The fragrance ingredients and perfume oils are added to a carrier, typically denatured ethyl alcohol. The carrier modifies the fragrance's intensity and makes application easier. Depending on the type of fragrance, the concentrations of oils verses alcohol are different.
- Perfume is 22% oil
- Eau de Toilette is 8 to 15% oil
- Eau de Cologne is 2 to 5% oil
Creating the Oil
The most common and effective method of obtaining the scent in perfume oils is through extraction. An expensive technique, the plant materials are added to volatile solvents at a low temperature. These solvents gradually absorb the natural fragrances from the plants.Many oils are also created by distillation. The use of steam extracts the essential oils from plants. Varying parts of plants are sunk into water and then brought to a boil. The resulting fragrant steam is captured and cooled. The oils are collected in drops as the steam condenses. These droplets carry a very strong scent and are used in the perfume oils.
For citrus fruits, the method of collecting the scent is called expression. The oils are essentially pressed out of the fruit rind.

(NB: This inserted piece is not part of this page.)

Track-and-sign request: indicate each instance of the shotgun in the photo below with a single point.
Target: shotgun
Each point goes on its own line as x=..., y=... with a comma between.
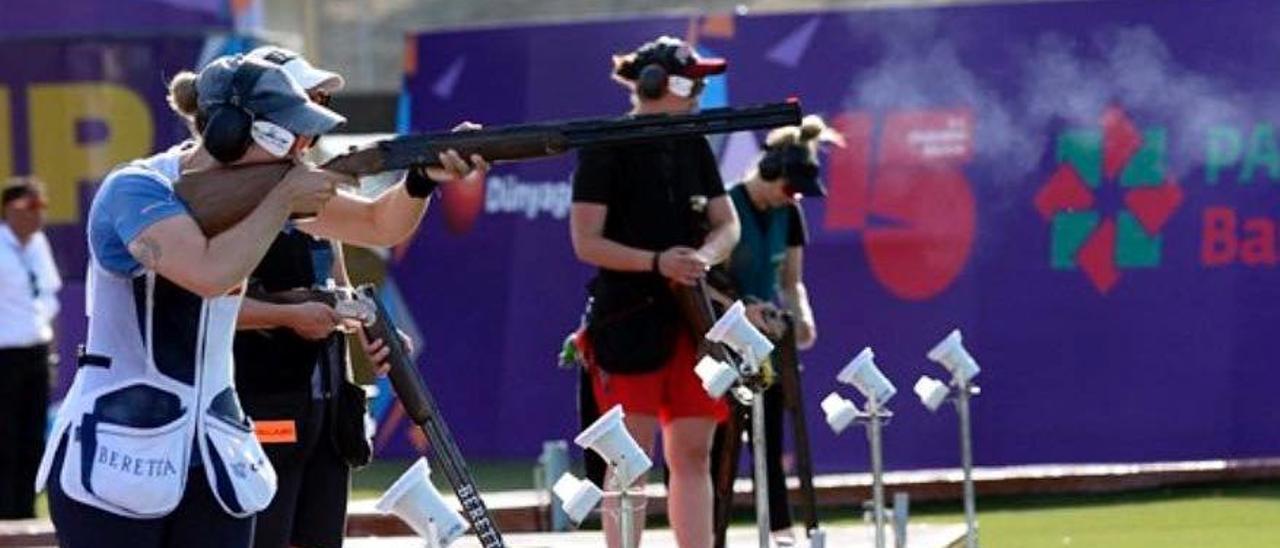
x=220, y=197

Types of Common Perfume Oils
As there are over 4,000 different notes available to the perfumer, for sanity purposes, we will only list some of the most common oils found in today's fragrances. Keep in mind that many of these oils can be purchased by an average consumer as essential oils at most natural health stores. Some may even decide to create their own perfumes at home.
- Amaryllis - A lily-like plant with umbrella flowers. The oil is commonly combined with rose and neroli in many perfume blends.
- Bay Leaf Oil - Distilled from the West Indies tree leaves, this oil is common in masculine fragrances. The aroma delivers a warm, spicy, and somewhat bitter note.
- Bergamot - A tangy oil that is expressed from the nearly ripe, but inedible bergamot orange. The citrus scent is important to many fine perfumes and colognes.
- Cedarwood Oil - Distilled from the North American cedar, it offers a woodsy undertone. This oil provides a good base note for many men's colognes.
- Citronella - Derived from a Sri Lanka grass, this oil offers a pleasantly warm, woody, and surprisingly sweet odor - used to impart an aroma of dewy leaves to many fragrances.
- Clove - A common oil and herb, it imparts a sweet and spicy note to a fragrance.
- Galbanum - A gum resin that contains aromatic oil, used to create the green note.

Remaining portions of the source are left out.